The already fragile economic recovery in the United States has become even more so since the sudden spike in market volatility, according to Rex Macey, chief investment officer at Wilmington Trust Corp.
“We saw some fairly good economic reports a few weeks back, and the markets did well, but the debt crisis in Europe has been like cold water in the face,” he said. “People are now realizing that there is still high unemployment, and housing is anemic, and the volatility in the markets represents the extreme levels of confidence and despair.”
Mr. Macey said the economy is more sluggish than he expected it to be at this point, coming out of such a deep recession, which raises the level of uncertainty about the overall health of the economy.
“Right now, we still think a slow-growth recovery is most likely,” he said. “But we're not ruling out either a double-dip recession or a V-shaped recovery.”
The growing uncertainty was not helped by last week's brief 1,000-point drop by the Dow Jones Industrial Average, the cause of which remains undetermined.
“That was very bizarre, and the fact that it remains unexplained doesn't help anyone's confidence in the markets,” he said. “It's hard for me to believe that with all the electronic trails, it can't be figured out, and I don't think it was a fat-finger trade.”
Mr. Macey drew parallels between last week's unexplained market drop and the disastrous oil leak in the Gulf of Mexico.
“We've got dead coal miners, dead people on oil rigs, bank failures,” he said. “It reminds me of the fact that the whole regulatory system doesn't seem to be working very well.”
Concerns about the U.S. regulatory system, coupled with the sovereign-debt issues unfolding in parts of Europe, “will make it easier for the emerging markets to compete,” he said.
Mr. Macey said the investment committee of Wilmington Trust, which has $42 billion under management, met last Friday and decided to cut its exposure to international equities in developed markets by about one-third to around 18%.

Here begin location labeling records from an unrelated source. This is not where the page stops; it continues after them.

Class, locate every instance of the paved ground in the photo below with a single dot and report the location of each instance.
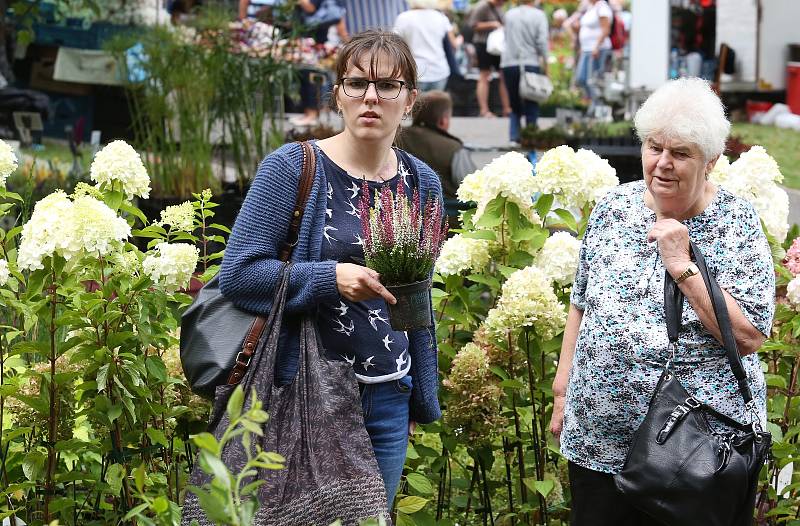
(489, 138)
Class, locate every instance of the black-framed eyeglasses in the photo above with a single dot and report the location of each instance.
(386, 89)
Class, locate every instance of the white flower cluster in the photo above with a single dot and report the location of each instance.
(460, 253)
(793, 292)
(118, 161)
(558, 258)
(719, 174)
(528, 300)
(8, 162)
(576, 178)
(5, 273)
(172, 265)
(510, 176)
(126, 263)
(755, 177)
(70, 229)
(178, 217)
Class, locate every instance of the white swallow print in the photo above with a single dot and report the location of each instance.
(327, 236)
(355, 189)
(366, 364)
(374, 317)
(401, 361)
(404, 173)
(344, 329)
(353, 210)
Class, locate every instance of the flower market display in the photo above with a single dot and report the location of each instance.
(95, 417)
(98, 427)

“The regulatory issues make the U.S. less certain right now, but it's still more resilient and more dynamic than [developed] Europe,” he said. “There are no bargains or fat pitches out there right now, but we still like the emerging markets longer-term.”
If nothing else, those markets have better balance sheets, which means they will be driven by forces that are different from those driving the developed markets.
“The emerging-markets contract because they're worried about inflation, but we contract because we're worried about debt,” he added.